Normally, 300 participants would have had to travel long distances in order to participate in the conference. By eliminating the need for air travel the environment was spared to an extent that takes on an impressive dimension in the sum of its individual international particles.

The much-cited “green footprint” represents the amount of CO2 emissions that an aircraft emits per passenger over a certain distance. In the case of the MSE, only the kilometers traveled by the international participants were taken into account for the following calculation, for the sake of standardization each from the capital city airport of the home country to Frankfurt am Main – including the outbound and return flights. The range was from short trips from Luxembourg (400 kilometers) to intercontinental flights to and from New Zealand (37,200 kilometers). All in all, this would have added up to just over 2,000,000 kilometers of air travel – or 50 circumnavigations of the earth!

Even more impressive is the focussed view of the burden on the environment, which was exposed in this way. Considering the mentioned travel kilometers, the 300 international MSE participants would have emitted 354.49 tons of CO2 – this corresponds to the weight of 60 adult African elephants!

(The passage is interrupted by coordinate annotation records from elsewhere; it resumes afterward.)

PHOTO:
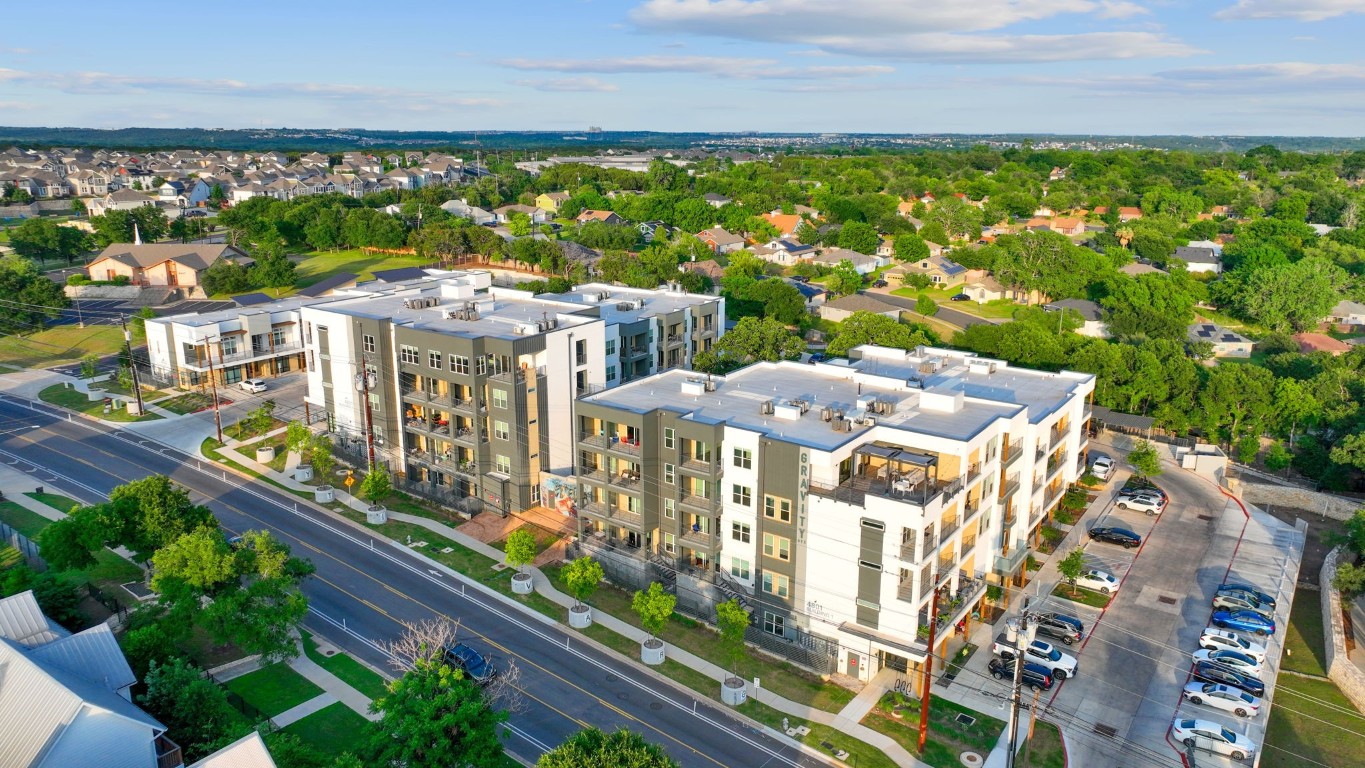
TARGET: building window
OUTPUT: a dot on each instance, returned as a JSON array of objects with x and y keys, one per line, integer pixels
[
  {"x": 774, "y": 624},
  {"x": 777, "y": 584},
  {"x": 777, "y": 508},
  {"x": 741, "y": 495},
  {"x": 740, "y": 569},
  {"x": 777, "y": 546}
]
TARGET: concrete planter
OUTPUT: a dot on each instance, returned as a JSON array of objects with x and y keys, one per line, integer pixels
[
  {"x": 580, "y": 617},
  {"x": 733, "y": 692},
  {"x": 653, "y": 651}
]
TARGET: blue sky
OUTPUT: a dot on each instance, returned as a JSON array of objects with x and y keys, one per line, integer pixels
[{"x": 889, "y": 66}]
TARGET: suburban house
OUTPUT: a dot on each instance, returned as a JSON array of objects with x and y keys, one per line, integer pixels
[
  {"x": 720, "y": 240},
  {"x": 550, "y": 201},
  {"x": 1199, "y": 259},
  {"x": 842, "y": 307},
  {"x": 941, "y": 272},
  {"x": 161, "y": 263},
  {"x": 604, "y": 216},
  {"x": 1089, "y": 313},
  {"x": 1309, "y": 343},
  {"x": 1226, "y": 344}
]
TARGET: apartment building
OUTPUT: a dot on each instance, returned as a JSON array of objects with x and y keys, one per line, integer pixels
[{"x": 831, "y": 499}]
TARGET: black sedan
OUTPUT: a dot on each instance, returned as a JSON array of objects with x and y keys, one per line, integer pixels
[
  {"x": 1208, "y": 671},
  {"x": 1121, "y": 536}
]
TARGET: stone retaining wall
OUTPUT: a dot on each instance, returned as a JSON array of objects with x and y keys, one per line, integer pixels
[{"x": 1339, "y": 667}]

According to the common definition, one beech tree binds approx. 12.5 kilograms of CO2 per year. This in turn means that 80 trees would have to be planted to compensate for the emission of one ton of CO2 respectively. With reference to the MSE, correspondingly over 28.300 saplings would have had to be planted to compensate for the impact of conference participants traveling via plane.

The year 2020 has come with many restrictions, it has literally demanded sacrifices. At the same time, people around the globe have demonstrated, sometimes impressively, that they defy these adversities, that they develop alternative solutions, and that they think outside the box despite spatial limitations. It is precisely this view that allows us to look at our own green footprint from a positive angle.